Roughly 63 million Americans, which is 25% of the entire adult population, volunteer their time, talents and energy to charitable organizations. Dwayne Harmon believes that part of what keeps people engaged with giving is being able to see the impact of your work firsthand. When you donate money to a non-profit or charity, that is often where engagement stops. But when you sit side-by-side with marginalized communities, you are able to see how the food you prepared, care packages you created, or programs you built add value to peoples lives.
You Can Acquire New Skills
Lastly, volunteering with a charitable organization can surprisingly help you learn new skills and build them in others. Unlike a for-profit environment, many volunteering opportunities provide extensive training, and can help you build on the skills that you already have. Volunteering may even be an opportunity to try something new without making the major commitment of changing careers. It is also an opportunity to use the skillset you already have, whether it is marketing, project management or accounting, to strengthen an organization that wouldn’t be able to embark on these ventures otherwise.

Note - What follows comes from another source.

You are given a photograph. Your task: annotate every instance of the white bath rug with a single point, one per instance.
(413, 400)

Dwayne Harmon believes that the more you give, the more you receive. A study by the Journal of Economic Psychology called Do it with joy!, demonstrated exactly that, showcasing that British workers in the non-profit sector derived considerably more life satisfaction out of their work than those in the for-profit sector. In addition to this study, several other studies have shown that we are hardwired to give, as it lights up the pleasure centres of our brains. A 2008 study by Elizabeth Dunn at the University of British Columbia re-enforced these claims, as she found that spending money on others promotes happiness more than spending money on oneself.
Ultimately, regardless of the cause, actively partaking in a charitable initiative comes with a multitude of advantages. Dwayne Harmon reminds individuals that it is never too late to become an active member of your community. Mr. Harmon gladly supports charities such as Dreams Come True, Cars for our Troops, Pax’s K9 Cure, RUF at UNF, and Faith for Freedom.